I've been interning long enough to complete a few assignments for different groups of innovators. I'm in a better position now to comment on my role and have a little perspective on biotech start-ups, but hopefully we can revisit this often. As an intern, I take up short, task-based assignments to help a team of innovators at an early stage in the start-up process. C4C generally works with companies while they are still just a twinkle in someone's eye, before a business license appears or office space is leased. Lately, I am working with teams hoping to put together commercialization grants- that is, ask for money to do the kind of work that starts them to be profitable. This is work the NIH won't usually pay for.
In order to convince someone this is a good idea, there needs to be some assessment made about how profitable any idea could be. We call this market analysis- I've done a few of these now. These grants need something to bolster the science as a solid investment. You've got a new idea that could vastly improve common hip replacements? $mart. You've got an idea that could improve a small fraction of hip replacements? How $mall is small? Your idea might only be useful in a fraction of pinky toe joint replacements, but is crazy expensive? Not sure if anyone will pay for that. The market analysis can help to focus the innovators on where they are going to take their inventions, and it provides reassurance to investors (in this case, the University) that this won't be a waste of money. So I investigate how much is spent on this technology, on related technologies, and what does the market still want. For example, cancer treatment is a huge and competitive market with many players, but if you could cure cancer, people would buy it. In other markets, it's the cheaper, easier, faster trifecta that can be used to drive the market forward.
I pull together facts including competitors and context, and then make a recommendation. I'll be interested to see some of the follow-up from these analyses- do my teams get funding? Do they shift direction?
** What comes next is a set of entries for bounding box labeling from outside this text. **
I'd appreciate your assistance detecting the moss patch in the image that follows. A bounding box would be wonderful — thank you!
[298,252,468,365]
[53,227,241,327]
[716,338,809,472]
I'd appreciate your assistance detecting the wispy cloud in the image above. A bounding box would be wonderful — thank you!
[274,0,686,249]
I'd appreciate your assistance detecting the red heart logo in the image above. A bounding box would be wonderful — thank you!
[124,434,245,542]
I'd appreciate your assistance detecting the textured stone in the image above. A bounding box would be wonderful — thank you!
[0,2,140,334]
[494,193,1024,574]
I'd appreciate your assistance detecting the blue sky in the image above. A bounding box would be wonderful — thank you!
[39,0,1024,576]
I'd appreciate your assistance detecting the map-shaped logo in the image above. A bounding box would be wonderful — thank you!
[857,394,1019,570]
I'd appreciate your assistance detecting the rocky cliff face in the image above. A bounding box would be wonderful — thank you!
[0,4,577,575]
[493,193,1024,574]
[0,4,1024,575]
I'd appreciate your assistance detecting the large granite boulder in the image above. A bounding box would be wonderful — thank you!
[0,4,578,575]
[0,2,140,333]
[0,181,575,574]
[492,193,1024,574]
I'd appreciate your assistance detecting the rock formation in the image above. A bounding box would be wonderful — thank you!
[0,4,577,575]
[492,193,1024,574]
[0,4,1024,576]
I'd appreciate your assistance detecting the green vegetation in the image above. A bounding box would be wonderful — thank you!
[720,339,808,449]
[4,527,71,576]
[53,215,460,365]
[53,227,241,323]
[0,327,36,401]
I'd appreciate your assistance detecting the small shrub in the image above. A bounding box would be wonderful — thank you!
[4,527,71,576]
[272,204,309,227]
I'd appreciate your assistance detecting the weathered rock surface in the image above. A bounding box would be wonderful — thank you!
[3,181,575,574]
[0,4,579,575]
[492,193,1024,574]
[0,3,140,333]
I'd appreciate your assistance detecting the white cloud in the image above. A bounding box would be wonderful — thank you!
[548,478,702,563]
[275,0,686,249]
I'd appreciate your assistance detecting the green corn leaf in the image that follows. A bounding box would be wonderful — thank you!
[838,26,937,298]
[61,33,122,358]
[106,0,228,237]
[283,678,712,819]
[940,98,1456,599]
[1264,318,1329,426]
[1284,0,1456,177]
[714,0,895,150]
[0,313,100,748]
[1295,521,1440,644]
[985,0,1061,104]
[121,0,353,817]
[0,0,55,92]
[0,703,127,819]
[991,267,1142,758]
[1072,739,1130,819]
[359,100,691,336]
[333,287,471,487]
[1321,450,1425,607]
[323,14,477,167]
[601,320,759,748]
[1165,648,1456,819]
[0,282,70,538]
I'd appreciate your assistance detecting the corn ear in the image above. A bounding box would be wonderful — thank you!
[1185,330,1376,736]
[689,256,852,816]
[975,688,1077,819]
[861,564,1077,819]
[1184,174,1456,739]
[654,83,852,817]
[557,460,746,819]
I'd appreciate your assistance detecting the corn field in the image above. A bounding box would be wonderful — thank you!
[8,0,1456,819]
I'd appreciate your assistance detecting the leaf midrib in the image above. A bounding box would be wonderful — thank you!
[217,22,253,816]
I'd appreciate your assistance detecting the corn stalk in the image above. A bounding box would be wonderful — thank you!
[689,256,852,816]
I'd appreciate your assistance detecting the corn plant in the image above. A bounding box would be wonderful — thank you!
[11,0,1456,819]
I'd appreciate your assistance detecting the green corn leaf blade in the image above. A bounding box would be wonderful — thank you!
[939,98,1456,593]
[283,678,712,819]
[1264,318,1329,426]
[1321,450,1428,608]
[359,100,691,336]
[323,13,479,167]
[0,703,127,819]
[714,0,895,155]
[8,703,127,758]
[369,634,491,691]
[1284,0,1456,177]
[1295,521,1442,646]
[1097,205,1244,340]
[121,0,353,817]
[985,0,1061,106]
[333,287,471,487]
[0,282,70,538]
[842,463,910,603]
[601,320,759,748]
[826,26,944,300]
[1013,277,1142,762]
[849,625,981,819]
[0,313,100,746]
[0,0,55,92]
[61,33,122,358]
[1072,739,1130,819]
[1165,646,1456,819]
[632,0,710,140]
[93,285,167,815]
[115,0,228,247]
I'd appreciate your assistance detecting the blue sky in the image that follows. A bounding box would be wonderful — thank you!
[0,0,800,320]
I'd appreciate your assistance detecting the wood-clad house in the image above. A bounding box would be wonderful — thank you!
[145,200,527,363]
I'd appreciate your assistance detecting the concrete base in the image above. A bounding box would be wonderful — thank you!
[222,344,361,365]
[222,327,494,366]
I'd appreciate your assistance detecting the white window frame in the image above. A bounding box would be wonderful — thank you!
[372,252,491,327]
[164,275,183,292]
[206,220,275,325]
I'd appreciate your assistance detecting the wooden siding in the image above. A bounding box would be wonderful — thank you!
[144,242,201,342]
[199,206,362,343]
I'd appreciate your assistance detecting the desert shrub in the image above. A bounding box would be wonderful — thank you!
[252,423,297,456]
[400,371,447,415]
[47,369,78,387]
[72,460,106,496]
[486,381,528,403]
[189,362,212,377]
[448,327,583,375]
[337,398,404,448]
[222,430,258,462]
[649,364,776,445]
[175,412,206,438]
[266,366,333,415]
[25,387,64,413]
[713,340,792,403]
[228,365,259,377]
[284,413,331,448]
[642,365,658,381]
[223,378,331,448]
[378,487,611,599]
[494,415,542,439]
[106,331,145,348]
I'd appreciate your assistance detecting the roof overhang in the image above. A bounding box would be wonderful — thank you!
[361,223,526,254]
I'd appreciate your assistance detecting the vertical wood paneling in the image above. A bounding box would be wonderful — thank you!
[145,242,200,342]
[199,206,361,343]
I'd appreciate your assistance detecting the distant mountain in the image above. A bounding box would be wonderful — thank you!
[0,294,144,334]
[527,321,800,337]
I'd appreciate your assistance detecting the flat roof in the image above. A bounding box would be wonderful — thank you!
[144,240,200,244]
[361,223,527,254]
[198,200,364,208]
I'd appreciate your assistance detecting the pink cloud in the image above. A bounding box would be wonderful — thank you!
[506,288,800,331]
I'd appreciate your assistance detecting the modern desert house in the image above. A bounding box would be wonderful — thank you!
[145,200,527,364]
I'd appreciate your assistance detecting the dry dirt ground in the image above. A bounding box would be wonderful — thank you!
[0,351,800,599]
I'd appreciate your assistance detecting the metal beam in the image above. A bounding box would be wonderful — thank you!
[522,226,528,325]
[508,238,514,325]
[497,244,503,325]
Some teams I have worked with personally, some I just get an email from their tech manager and return another email with the analysis, these ones feel much like my freelance work. The projects where I get to work with the team, the most interesting part for me is meeting the EIR- the Entrepreneur-In-Residence. These are folks who describe themselves as 'serial entrepreneurs' who have a host of start-ups under their belt, and are hoping to mentor these big shot professors/noob businessmen into their first company. They use an interesting vocabulary and have a fascinating professional history. I seriously need to pick their brains more.